The value of human intelligence doesn't lie primarily in our ability to process information or recognize patterns—tasks where machines increasingly outperform us. It lies in our capacity for empathy, creativity, ethical reasoning, embodied wisdom, and shared meaning-making. It lies in the social and emotional dimensions of intelligence that current AI fundamentally lacks.

Understanding this distinction isn't about denigrating AI but about appreciating its proper role in human society. AI systems aren't conscious entities deserving ethical consideration, but they're not "just tools" either. They're mirrors that reflect our social and cognitive patterns back to us, and in doing so, they influence how we think, communicate, and relate to one another.

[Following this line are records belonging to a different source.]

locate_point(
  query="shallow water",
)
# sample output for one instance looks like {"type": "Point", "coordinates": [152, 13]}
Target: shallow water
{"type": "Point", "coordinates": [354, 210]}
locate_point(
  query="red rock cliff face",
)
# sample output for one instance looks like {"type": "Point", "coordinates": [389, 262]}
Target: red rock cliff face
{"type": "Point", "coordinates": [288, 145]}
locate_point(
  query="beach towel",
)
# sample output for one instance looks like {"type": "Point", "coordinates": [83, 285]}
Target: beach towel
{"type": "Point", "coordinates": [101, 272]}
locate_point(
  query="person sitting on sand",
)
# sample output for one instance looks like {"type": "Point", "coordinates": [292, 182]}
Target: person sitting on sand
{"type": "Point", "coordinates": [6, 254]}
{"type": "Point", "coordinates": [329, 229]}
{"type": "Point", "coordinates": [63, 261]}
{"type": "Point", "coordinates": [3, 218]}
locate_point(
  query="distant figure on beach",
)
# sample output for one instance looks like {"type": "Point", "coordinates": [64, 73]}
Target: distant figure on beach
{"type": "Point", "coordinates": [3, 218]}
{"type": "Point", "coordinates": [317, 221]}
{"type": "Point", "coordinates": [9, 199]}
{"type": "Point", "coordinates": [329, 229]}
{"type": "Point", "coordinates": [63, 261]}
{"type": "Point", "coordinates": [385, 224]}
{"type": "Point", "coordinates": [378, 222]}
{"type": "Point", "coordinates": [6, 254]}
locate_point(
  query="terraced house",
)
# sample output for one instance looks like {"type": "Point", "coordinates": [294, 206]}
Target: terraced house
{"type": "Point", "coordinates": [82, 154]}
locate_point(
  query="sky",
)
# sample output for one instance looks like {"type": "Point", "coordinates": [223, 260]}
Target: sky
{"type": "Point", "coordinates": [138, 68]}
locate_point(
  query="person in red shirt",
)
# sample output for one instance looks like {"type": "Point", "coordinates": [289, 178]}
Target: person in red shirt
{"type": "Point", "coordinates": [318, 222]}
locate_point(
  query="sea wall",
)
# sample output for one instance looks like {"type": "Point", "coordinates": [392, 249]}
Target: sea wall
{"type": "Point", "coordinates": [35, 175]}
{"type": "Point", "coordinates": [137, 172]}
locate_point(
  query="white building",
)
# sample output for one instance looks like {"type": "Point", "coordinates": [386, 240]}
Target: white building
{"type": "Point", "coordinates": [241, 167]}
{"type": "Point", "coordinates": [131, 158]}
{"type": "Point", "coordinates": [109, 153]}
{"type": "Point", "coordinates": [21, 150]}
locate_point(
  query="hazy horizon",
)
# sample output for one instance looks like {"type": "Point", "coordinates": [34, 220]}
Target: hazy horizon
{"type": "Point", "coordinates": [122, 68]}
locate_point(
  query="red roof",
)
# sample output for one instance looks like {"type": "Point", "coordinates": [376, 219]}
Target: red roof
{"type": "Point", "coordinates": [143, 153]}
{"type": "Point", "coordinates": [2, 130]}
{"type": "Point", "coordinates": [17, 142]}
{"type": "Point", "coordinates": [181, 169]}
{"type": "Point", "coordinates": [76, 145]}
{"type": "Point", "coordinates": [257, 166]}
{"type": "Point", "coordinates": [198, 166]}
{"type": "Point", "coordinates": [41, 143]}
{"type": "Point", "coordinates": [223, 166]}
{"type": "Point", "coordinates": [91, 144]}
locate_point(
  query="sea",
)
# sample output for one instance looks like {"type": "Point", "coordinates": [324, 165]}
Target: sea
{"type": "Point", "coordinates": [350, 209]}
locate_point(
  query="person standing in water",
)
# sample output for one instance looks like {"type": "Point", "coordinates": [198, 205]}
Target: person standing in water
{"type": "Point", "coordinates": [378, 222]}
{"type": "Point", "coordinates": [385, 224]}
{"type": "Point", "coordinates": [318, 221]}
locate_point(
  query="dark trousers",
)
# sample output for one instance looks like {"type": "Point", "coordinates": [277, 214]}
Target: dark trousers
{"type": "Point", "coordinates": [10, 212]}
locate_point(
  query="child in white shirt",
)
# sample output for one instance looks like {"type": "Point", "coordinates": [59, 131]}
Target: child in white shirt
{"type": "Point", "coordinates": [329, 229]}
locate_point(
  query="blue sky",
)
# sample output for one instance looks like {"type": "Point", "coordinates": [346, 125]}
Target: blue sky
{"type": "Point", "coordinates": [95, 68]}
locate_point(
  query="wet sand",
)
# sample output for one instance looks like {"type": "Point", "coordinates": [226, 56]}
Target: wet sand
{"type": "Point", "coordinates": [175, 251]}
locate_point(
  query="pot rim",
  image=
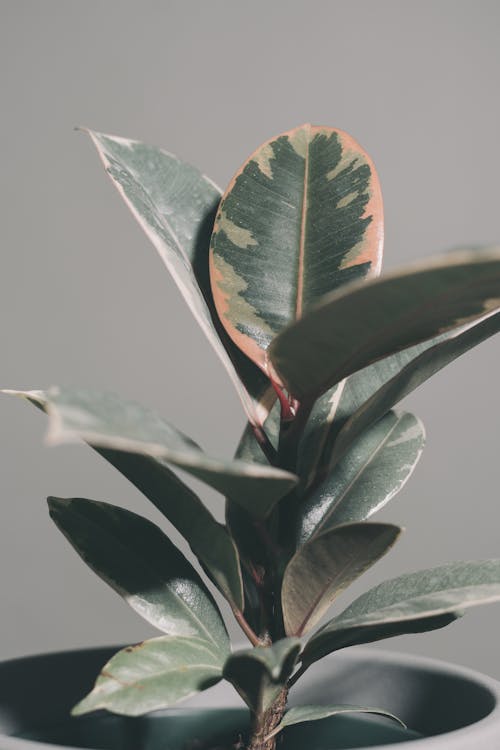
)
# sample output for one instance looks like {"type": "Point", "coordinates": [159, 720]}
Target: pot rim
{"type": "Point", "coordinates": [489, 725]}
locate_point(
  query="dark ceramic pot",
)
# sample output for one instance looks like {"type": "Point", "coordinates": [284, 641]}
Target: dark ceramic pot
{"type": "Point", "coordinates": [446, 707]}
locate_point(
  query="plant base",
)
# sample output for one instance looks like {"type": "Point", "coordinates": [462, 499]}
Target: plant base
{"type": "Point", "coordinates": [454, 709]}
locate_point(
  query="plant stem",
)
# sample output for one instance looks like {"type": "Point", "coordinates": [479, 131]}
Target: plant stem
{"type": "Point", "coordinates": [265, 444]}
{"type": "Point", "coordinates": [290, 434]}
{"type": "Point", "coordinates": [265, 723]}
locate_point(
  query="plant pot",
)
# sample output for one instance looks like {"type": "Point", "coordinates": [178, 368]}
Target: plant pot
{"type": "Point", "coordinates": [452, 708]}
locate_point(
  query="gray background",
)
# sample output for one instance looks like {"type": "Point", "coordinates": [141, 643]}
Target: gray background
{"type": "Point", "coordinates": [84, 299]}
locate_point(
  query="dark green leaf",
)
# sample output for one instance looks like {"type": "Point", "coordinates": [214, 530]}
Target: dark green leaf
{"type": "Point", "coordinates": [139, 562]}
{"type": "Point", "coordinates": [299, 714]}
{"type": "Point", "coordinates": [152, 675]}
{"type": "Point", "coordinates": [301, 217]}
{"type": "Point", "coordinates": [410, 376]}
{"type": "Point", "coordinates": [175, 205]}
{"type": "Point", "coordinates": [325, 566]}
{"type": "Point", "coordinates": [411, 603]}
{"type": "Point", "coordinates": [209, 540]}
{"type": "Point", "coordinates": [370, 474]}
{"type": "Point", "coordinates": [104, 420]}
{"type": "Point", "coordinates": [369, 320]}
{"type": "Point", "coordinates": [260, 674]}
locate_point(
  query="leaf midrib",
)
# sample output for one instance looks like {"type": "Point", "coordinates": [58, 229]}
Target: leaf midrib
{"type": "Point", "coordinates": [355, 479]}
{"type": "Point", "coordinates": [148, 566]}
{"type": "Point", "coordinates": [299, 302]}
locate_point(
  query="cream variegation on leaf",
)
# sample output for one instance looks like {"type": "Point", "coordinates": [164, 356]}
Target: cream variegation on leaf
{"type": "Point", "coordinates": [301, 217]}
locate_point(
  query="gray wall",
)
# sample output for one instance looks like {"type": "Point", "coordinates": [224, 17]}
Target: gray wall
{"type": "Point", "coordinates": [84, 299]}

As we navigate this new technological frontier, we need a framework that acknowledges both the power of these systems and their profound differences from human intelligence. The multidimensional model of intelligence offers such a framework—one that can guide us toward developing and using AI in ways that enhance rather than diminish our humanity.

References

Darling, K. (2021). The New Breed: What Our History with Animals Reveals about Our Future with Robots. Henry Holt and Co.

Dreyfus, H. L. (1992). What Computers Still Can't Do: A Critique of Artificial Reason. MIT Press.

Hofstadter, D. (2022, January 6). "The Shallowness of ChatGPT." [Interview by E. Klein]. The Ezra Klein Show, The New York Times.

Li, F. F. (2018, March 7). "How to Make A.I. That's Good for People." The New York Times.

Mitchell, M. (2021). Why AI is Harder Than We Think. Proceedings of the 2021 ACM Conference on Fairness, Accountability, and Transparency.

Mitra, S. (2013, February). "Build a School in the Cloud." TED Talk.

Vallor, S. (2022). "AI and the Human Person: Challenges and Opportunities for Ethical Education." Artificial Intelligence and Value, 1-15.

Weizenbaum, J. (1976). Computer Power and Human Reason: From Judgment to Calculation. W. H. Freeman.